Fr. John Celichowski of Detroit, provincial minister of the Capuchin Province of St. Joseph, also raised the matter of clericalism. He described clericalism as “a form of elitism” that is “reinforced by the distinctive education and formation, dress and titles that priests and religious receive.” Elitism, he said, “can lead to a distorted sense of entitlement, the assumption that one is not bound by the rules that govern everyone else, and that other people (even the vulnerable) exist to serve one’s own needs.” It is only through examination of this fundamental issue and the abuse of power it generates, he said, that we can make sense of the crisis. He called for a “strong and committed laity to push back” against clericalism and to demand accountability.
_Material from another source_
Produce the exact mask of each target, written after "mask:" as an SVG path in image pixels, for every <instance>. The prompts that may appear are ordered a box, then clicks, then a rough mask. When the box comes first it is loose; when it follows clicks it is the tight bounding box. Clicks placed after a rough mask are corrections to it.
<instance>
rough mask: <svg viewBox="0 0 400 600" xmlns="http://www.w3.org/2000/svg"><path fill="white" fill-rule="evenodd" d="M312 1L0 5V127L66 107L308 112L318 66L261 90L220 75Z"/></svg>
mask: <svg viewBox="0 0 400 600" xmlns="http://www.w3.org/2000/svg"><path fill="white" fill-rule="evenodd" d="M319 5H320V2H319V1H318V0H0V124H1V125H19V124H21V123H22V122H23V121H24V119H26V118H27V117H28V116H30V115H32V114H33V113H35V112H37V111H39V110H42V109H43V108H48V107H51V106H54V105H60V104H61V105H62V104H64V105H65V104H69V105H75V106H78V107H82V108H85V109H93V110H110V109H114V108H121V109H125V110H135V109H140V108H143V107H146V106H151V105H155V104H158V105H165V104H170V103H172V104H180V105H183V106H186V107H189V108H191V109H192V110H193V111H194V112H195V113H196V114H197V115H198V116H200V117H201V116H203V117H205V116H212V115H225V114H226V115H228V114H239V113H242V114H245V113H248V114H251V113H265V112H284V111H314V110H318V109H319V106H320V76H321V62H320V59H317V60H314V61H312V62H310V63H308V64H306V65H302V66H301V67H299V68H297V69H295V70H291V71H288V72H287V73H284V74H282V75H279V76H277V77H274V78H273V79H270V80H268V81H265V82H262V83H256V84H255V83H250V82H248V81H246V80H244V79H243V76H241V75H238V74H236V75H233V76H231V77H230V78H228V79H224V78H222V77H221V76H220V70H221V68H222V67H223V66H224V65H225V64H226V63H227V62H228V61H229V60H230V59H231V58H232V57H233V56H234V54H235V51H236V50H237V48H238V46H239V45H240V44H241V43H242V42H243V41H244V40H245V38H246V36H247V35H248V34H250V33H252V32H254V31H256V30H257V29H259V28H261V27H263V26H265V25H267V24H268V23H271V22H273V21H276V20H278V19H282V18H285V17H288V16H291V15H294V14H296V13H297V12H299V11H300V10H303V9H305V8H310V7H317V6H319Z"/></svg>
Fr. Jeff Haines of Milwaukee brought the discussion of culture full circle. While the clergy culture is a correct target of criticism, he said, “one must be cautious not to dismantle a healthy form of fraternal bond. Ours is a religion of redemption, and there is another side to priestly community that is wholesome and holy.” He referred to the candle vigil meetings and Milwaukee pastors’ efforts to reach out to survivors of abuse as an indication of “the potential of priestly community. This corporate witness can speak positively in a manner that is more bold and articulate than we could as individuals.”
It was an echo of Papesh’s take on the culture. “Throughout my life, before and within ordained ministry, I have been as dazzled by the clerical culture as I have been put off by it, as healed within it as I have been hurt by it. I have respect for both the great power and the enormous unused potential of it.”
The call for examination and reform of the culture, startling as it might be to the ears of longtime Catholics, is not, then, a call for overthrow. It’s a natural progression of the crisis, a realistic look, if Martin and the other clerics are correct, at what needs to be done. As much as it is part of the healing everyone craves, it is also then an admission, as Cupich put it, that “an entirely new direction” is needed.
There was something new, indeed, to be said in Milwaukee about the scandal, and it might even be called hopeful.